In [1]:
import numpy as np
import pandas as pd
%matplotlib inline
import matplotlib.pyplot as plt
import seaborn as sns
import plotly.express as px
import warnings
warnings.filterwarnings('ignore')
from pathlib import Path  

In [2]:
dem_candidates = pd.read_csv('../datasets/dem_candidates.csv')

In [115]:
#see shape of initial uncleaned data
#dem_candidates.shape

(811, 32)

# cleaning the datasets to prepare for merging

In [2]:
house = dem_candidates[dem_candidates['Office Type'] == 'Representative'] #filtering out non-house races
#house.shape

In [147]:
#seeing how many rows were NAs and using the README to determine the meaning.
#house.isna().sum()

In [3]:
qualities = ['Veteran?', 'LGBTQ?', 'STEM?', 'Race','Obama Alum?', 'Self-Funder?', 'Elected Official?'] #nulls in these columns mean no website for the candidate was found. 
# seeing if there were systematic patterns in rows with no website available. found a lot of Ohio. 
# house[house[qualities].isnull().any(axis=1)]
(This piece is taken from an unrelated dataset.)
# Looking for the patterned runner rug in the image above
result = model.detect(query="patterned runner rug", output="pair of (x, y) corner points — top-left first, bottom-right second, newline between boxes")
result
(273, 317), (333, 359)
# Then realizing if i do that the dataset goes to shit so scrapping that and just putting 0s for no and nan. 
#house[house[qualities].isnull().any(axis=1)]['District'].value_counts()

# filling in the NaNs in 'qualities' columns with 0s. turning all Nos to 0s and Yes to 1. 
house[qualities] = house[qualities].replace({'No': 0, 'Yes': 1}).fillna(0)
house[qualities] = house[qualities].replace({'White': 0, 'Nonwhite': 1}).fillna(0)


In [119]:
#now dealing with un-updated data for Runoffs. 
#seeing 22 NaNs in General Status and investigating those. Found 22 such rows
#house['General Status'].value_counts(dropna=False)
#house[house['General Status'].isnull()].shape

(22, 32)

In [4]:
"""
of the resulting 22 rows, finding that 8 are NaNs due to the election not happenign yet. 
"""
runoff_winners = ['Kendra Horn','Jason Nichols', 'Tim Gilpin', 'Mary Brannon']
house.loc[house['Candidate'].isin(runoff_winners),'General Status'] = 'On the Ballot'
house.loc[house['Candidate'].isin(runoff_winners), 'Primary Runoff Status'] = 'Advanced'
runoff_losers = ['Tom Guild', 'Clay Padgett','Amanda Douglas','Fred Gipson']
house.loc[house['Candidate'].isin(runoff_losers),'General Status'] = 'None'


"""
okay now that we have done that, the remaining "NaNs" upon investigation, can be converted to 'None' (14 rows)
"""
house['General Status'] = house['General Status'].fillna(0)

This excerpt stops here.